Early methods (3000 BC – 1500s)
Ancient civilizations tried unconventional approaches — Mayan rectal fumigation around 3000 BC, biblical mouth-to-mouth references in the Book of Kings around 896 BC. Medieval methods leaned on flagellation, heat application, barrel rolling, and bellows-assisted ventilation introduced around 1530.
The 1700s
Tobacco-smoke fumigation (1711). Mouth-to-mouth recommendations from the Paris Academy of Sciences (1740). Inversion techniques (1770). Barrel methods (1773). England's Royal Humane Society, founded in 1774, organized the first systematic resuscitation efforts.

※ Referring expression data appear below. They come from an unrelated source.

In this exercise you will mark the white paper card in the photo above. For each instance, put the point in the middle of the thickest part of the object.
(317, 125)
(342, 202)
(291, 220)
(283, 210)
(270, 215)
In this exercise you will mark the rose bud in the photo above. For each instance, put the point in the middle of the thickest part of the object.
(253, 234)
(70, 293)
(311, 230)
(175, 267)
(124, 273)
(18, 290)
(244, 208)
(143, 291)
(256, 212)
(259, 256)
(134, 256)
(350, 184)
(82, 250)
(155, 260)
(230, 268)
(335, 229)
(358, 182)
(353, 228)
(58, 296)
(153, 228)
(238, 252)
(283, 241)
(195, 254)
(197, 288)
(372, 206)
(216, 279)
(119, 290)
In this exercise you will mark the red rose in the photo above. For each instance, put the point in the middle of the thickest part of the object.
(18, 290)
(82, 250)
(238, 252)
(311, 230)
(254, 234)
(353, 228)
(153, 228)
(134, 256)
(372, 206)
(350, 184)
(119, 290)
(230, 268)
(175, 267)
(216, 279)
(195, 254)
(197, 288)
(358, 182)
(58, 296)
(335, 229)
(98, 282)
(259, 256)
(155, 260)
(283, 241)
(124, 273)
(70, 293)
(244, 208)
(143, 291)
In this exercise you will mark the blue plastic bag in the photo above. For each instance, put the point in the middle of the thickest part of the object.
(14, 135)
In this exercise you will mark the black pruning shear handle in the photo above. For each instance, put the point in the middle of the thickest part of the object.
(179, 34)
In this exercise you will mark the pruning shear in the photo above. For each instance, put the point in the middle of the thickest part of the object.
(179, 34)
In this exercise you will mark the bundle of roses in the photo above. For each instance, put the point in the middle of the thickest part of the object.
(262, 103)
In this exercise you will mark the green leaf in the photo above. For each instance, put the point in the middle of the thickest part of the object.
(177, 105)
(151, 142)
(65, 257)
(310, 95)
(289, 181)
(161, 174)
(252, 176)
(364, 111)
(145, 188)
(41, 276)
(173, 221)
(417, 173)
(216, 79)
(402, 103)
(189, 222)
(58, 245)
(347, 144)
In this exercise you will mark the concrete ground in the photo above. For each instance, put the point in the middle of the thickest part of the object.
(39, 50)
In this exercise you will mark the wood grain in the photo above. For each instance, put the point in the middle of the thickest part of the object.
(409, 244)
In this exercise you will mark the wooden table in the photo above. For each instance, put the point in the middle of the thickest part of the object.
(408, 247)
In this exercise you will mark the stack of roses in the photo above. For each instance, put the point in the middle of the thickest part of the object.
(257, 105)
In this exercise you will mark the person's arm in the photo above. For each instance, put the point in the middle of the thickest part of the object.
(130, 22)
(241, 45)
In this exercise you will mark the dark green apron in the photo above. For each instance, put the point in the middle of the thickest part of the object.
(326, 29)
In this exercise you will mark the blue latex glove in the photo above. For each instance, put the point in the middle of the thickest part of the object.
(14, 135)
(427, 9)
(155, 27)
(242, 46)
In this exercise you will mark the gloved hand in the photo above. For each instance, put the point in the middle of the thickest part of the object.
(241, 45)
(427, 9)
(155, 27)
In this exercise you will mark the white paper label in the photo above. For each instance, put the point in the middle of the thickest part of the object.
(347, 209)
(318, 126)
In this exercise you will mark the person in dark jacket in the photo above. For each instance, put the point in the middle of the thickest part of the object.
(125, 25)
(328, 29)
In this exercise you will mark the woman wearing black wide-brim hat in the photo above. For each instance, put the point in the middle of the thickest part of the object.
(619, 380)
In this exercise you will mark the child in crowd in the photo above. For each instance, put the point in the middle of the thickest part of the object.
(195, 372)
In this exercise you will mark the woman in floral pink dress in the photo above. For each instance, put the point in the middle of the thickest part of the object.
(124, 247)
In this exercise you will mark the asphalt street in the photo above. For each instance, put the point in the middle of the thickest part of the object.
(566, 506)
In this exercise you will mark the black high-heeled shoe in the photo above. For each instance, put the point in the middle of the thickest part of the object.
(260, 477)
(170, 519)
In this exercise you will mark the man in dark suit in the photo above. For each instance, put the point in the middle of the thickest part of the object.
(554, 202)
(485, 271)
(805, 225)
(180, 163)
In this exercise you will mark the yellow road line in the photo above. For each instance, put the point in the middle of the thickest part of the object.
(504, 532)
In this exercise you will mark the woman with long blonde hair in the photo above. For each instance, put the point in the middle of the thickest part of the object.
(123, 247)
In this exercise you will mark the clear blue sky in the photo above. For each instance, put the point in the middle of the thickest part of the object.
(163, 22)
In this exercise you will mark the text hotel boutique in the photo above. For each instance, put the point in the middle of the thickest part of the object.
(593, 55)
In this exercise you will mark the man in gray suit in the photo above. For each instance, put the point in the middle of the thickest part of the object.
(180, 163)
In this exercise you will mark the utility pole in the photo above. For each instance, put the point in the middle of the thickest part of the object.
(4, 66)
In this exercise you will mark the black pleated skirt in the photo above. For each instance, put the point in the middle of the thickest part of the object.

Modern CPR development (1850s–1960s)
Marshall Hall described his manual roll method in 1856. The Silvester method followed in 1858. Dr. Friedrich Maass documented the first chest compression in 1891. James Elam proved expired-air oxygenation in 1954. Peter Safar and Elam invented modern mouth-to-mouth resuscitation in 1956.
The public training era (1960s–1980s)
Dr. Kowenhoven introduced closed-chest cardiac massage in 1960 — the moment that turned CPR from a hospital procedure into something anyone could do. The American Heart Association began physician training programs. Leonard Cobb conducted the first mass citizen CPR training in Seattle in 1972, training over 100,000 people within two years. Dispatcher-assisted CPR over the telephone began in 1981.
A reality check
Television dramatically overrepresents CPR effectiveness — pegging success rates around 75% — while actual unwitnessed out-of-hospital cardiac arrest survival is closer to 6% to admission. AED distribution is significantly improving outcomes, though, and bystander CPR remains the highest-leverage intervention available before EMS arrives.
That last point is the entire reason we exist.